Added value of this study
Understanding the global prevalence could be the first step for many further studies. For reference of future studies, we did a pooled analysis of global prevalence from 36 countries and assessed prevalence by different subgroups. We calculated that the pooled prevalence of asymptomatic NoV infection is about 7% and varies depending on different countries, settings and objects of study, and the pooled prevalence in context of outbreak exposures is as high as 18%.
Implications of all the available evidence
The high prevalence indicated asymptomatic individuals must not be overlooked. Asymptomatic individuals may play an important role in NoV transmission. This knowledge could have an impact on the development of transmission prevention strategies.
Alt-text: Unlabelled Box
1. Introduction
Human noroviruses (NoVs) are the most common cause of acute gastroenteritis and are responsible for substantial morbidity and mortality worldwide [1], [2]. NoV is responsible for 19–21 million illnesses, 1.7–1.9 million outpatient visits, 400,000 emergency department visits, 56,000–71,000 hospitalizations, and 570–800 deaths annually in the United States alone [3].
Studies about asymptomatic norovirus infections have been frequently reported. However, the mechanism of how NoV results in asymptomatic or symptomatic infection is unclear. The possible reasons for presence of asymptomatic infection may include long-term shedding from a previous symptomatic episode and truly asymptomatic infection due to lack of susceptible factors to symptomatic infection. However, human challenge studies [4] have showed the appearance of truly asymptomatic infection rather than long-term shedding from a previous symptomatic episode. Understanding the prevalence of asymptomatic NoV infection could be important for further studies. Less attention is usually paid to asymptomatic individuals and their environmental contaminants which may facilitate the transmission of norovirus. The understanding of asymptomatic and symptomatic infection would be useful in successfully presenting and applying public health control policy. In 2011, we conducted a study for NoV detection among asymptomatic children from kindergartens and primary schools in Changzhou City, China. The proportion of asymptomatic NoV infection was about 4% [5]. In an Australian research, NoV was not detected in 399 asymptomatic people [6]. In addition, more than 30% of samples from asymptomatic children in South Africa were determined to be NoV positive. The prevalence of asymptomatic NoV infection varied in different studies. In view of this, we aimed to summarize the overall prevalence of asymptomatic NoV infection. We assessed the prevalence by subgroup variables (study designs, geographic groups, objects and settings of study, and definition of asymptomatic infection). In addition, we also estimated prevalence of asymptomatic individuals in outbreak situations.
2. Methods
2.1. Search Strategy and Selection Criteria
We designed two strategies for searching records. First, we identified publications containing the proportion of asymptomatic NoV infections published before October 15, 2017 in PubMed, Ovid, Scopus and Web of Science. According to different search characters in these search engines, different search terms were used. The keywords included: “norovirus*”, “Norwalk”, “asymptom*”, “gastroenter*”, “calicivir*”, “enteric*”, and “entero*”. During the stage of full-text screening, relevant references cited by those articles were reviewed for selection. Fig. 1 shows the detailed search process.

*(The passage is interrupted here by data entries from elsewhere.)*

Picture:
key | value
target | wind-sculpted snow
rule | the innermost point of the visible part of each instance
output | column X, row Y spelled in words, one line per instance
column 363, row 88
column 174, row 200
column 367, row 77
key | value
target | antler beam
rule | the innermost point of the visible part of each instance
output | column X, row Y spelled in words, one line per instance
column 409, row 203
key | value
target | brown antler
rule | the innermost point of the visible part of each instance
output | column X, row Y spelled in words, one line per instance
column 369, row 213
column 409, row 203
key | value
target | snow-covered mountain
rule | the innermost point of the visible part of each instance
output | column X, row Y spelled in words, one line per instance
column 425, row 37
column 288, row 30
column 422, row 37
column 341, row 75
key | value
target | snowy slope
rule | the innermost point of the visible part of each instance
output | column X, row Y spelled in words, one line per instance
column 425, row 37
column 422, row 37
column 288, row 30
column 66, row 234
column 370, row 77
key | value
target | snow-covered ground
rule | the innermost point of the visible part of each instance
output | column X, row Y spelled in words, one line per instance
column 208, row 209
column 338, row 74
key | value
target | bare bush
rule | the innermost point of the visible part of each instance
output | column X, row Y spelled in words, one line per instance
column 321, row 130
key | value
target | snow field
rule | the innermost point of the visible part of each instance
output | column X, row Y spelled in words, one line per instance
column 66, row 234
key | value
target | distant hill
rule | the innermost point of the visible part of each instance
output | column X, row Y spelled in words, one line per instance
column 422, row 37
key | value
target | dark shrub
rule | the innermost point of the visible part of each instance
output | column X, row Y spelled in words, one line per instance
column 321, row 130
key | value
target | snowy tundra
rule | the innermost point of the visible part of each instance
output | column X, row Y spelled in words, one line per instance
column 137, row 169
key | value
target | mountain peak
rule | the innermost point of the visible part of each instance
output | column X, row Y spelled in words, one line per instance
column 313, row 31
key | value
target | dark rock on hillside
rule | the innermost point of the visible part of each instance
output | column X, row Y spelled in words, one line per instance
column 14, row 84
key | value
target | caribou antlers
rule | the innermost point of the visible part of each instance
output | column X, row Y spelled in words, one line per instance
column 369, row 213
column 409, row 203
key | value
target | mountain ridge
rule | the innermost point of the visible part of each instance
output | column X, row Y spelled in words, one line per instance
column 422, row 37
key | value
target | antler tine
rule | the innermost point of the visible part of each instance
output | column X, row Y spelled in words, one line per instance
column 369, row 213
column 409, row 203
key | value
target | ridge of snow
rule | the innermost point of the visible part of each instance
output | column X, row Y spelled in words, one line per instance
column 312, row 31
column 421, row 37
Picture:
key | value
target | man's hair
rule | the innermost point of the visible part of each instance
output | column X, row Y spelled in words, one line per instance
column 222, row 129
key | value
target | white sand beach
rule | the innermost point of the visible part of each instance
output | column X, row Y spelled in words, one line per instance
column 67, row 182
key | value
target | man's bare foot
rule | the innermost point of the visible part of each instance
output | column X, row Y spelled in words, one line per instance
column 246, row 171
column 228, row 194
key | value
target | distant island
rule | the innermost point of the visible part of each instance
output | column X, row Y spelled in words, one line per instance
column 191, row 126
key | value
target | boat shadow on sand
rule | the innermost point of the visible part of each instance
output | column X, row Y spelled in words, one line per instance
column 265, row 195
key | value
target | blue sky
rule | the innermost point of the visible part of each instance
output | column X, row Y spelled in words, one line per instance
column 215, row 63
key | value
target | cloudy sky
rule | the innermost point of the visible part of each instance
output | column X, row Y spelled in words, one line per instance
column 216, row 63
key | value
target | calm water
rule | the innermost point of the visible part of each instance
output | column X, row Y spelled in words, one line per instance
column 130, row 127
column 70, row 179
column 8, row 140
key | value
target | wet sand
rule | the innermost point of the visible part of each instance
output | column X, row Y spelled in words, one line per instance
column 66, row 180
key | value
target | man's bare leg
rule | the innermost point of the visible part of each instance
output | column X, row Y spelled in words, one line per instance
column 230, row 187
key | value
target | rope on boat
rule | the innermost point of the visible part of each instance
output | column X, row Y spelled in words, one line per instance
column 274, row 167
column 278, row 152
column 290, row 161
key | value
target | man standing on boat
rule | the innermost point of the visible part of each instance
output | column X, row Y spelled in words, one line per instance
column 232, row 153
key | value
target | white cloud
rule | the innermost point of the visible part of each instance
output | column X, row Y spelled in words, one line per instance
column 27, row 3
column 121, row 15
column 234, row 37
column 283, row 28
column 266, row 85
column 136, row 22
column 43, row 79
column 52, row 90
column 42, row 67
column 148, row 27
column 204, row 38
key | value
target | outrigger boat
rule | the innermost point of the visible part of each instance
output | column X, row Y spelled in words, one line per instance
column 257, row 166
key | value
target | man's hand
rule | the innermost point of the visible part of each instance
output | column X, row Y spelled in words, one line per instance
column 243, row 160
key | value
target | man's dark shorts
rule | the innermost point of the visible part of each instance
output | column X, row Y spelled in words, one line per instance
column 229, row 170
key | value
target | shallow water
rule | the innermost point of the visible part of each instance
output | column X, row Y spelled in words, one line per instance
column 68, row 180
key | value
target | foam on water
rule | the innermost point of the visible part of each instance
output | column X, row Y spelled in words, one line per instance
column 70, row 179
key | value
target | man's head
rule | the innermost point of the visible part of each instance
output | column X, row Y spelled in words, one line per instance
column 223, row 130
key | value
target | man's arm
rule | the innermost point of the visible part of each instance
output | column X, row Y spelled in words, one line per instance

Two independent reviewers screened titles and abstracts for preliminary exclusion. Through preliminary screening, articles were excluded if: (1) were not written in English, (2) objects of study were not human, such as mice, non-human primates, (3) researched about special population groups, for example, people living with HIV, (4) Norovirus were not detected with PCR-based methods, and (5) volunteer challenge studies, which were artificially rather than naturally infected.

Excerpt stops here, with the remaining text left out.